Thursday, August 9, 2007

Binary Search Trees (III): Online

So far I have talked about the following optimization problem: given a sequence of accesses x=(x1,..,xm), compute the minimum cost needed by a dynamic BST to access those elements. This is an interesting enough problem (somewhat unusually, it is a Computer Science problem about Computer Science), and we should strive to solve it.

But the study of BSTs would not end with solving this problem: step 2 would be to get an online BST algorithm. This is the kind of "binary search trees" that we're all acustomed to: the algorithm gets an access request, does something, gets the next access, does something etc. Many, many online BST algorithms have been proposed, like red-black trees, AVL, 2-3 trees, BB[alpha] etc. Most of these only guarantee that the worst-case access takes O(lg n), i.e. they only try to keep the tree balanced.

The goal would be to not only solve the philosophical question of approximating the best possible cost for a given access sequence, but have an actual real tree that we can use, which always takes time close to the minimum possible cost.

Competitive analysis (background for nontheorists). Formally, our new problem is the field of online algorithms and competitive analysis. A competitive ratio of c means that for any access sequence x, your online algorithm (which sees accesses one at a time) does at most c times worse than the best possible cost for the sequence x. In other words, a c-competitive algorithm is in particular a c-approximation algorithm, with the bonus that it handles each access without knowing the future.

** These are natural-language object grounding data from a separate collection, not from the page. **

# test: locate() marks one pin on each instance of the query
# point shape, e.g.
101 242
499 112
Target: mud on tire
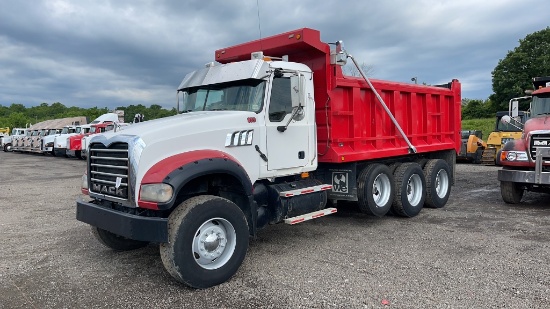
207 241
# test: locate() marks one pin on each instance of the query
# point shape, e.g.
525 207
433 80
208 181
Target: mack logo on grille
109 190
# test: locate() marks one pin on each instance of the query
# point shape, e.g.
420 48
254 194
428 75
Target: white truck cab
7 141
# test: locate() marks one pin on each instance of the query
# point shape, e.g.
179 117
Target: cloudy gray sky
115 53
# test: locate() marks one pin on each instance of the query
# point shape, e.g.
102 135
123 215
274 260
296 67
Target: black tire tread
363 200
398 207
429 169
180 217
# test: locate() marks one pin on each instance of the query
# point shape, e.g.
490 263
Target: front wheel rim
414 190
214 243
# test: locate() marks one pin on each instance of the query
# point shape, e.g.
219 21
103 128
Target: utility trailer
271 133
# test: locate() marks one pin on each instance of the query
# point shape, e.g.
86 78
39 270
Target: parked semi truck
272 133
526 161
73 143
7 141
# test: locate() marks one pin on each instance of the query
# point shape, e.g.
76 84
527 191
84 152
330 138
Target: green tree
513 74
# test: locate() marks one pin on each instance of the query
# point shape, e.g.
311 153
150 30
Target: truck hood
537 123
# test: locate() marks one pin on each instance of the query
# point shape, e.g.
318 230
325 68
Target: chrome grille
108 170
538 140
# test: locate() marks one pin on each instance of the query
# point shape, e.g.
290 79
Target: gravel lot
477 252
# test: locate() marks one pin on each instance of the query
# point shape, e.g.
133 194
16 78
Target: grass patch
486 125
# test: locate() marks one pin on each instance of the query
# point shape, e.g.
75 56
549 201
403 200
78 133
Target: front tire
376 189
438 183
511 192
116 242
207 241
411 193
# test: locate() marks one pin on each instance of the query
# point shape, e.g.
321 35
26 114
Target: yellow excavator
472 146
503 133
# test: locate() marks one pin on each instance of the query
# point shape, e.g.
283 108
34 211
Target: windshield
514 125
540 105
242 95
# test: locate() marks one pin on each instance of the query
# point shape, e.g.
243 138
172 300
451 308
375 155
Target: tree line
513 75
19 116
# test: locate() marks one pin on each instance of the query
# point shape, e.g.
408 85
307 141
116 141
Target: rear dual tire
376 190
410 190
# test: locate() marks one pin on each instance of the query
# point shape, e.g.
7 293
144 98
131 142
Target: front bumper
530 177
135 227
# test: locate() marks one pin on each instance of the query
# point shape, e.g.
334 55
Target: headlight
157 192
514 156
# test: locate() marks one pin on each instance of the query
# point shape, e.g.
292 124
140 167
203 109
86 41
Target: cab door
289 147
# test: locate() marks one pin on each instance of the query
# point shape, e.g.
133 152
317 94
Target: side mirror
297 90
515 111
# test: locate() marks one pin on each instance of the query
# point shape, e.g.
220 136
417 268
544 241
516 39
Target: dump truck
271 132
526 161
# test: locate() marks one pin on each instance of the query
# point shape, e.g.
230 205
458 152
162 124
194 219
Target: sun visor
225 73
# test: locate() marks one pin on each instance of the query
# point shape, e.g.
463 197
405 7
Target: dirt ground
476 252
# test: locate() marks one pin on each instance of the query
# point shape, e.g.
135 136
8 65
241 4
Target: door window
281 102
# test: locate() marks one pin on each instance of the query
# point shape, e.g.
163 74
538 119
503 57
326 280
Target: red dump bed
351 124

Note that it is not at all clear that competitive algorithms exist; if you don't know the future, what chance do you have to compete with someone who does? Competitive analysis is a well-studied field; for some problems good competitive algorithms exist, and for others we have impossibility results.

The metaphor for this field is the snowboard rental problem. Snowboards cost $30 to buy, and $1/day to rent. You do not know how many days of snow you'll have this year. What do you do? [Answer: rent for 30 days, then buy if there's still snow on the 31st day. If you are a little green man with perfect whether forecast, you pay min{D,30}, where D=number of days with snow. By this algorithm, you pay at most 2*min{D,30}, i.e. you are 2-competitive. More insight.]
Competitive BSTs. The obvious bound is O(lg n)-competitiveness, since the worst-case is logarithmic for any balanced tree. How about something better?
  • splay trees [Sleator, Tarjan: Self-Adjusting Binary Search Trees, J. ACM 1985; STOC'83] are conjectured to be O(1)-competitive, but nobody has shown any o(lg n) bound. More in post IV.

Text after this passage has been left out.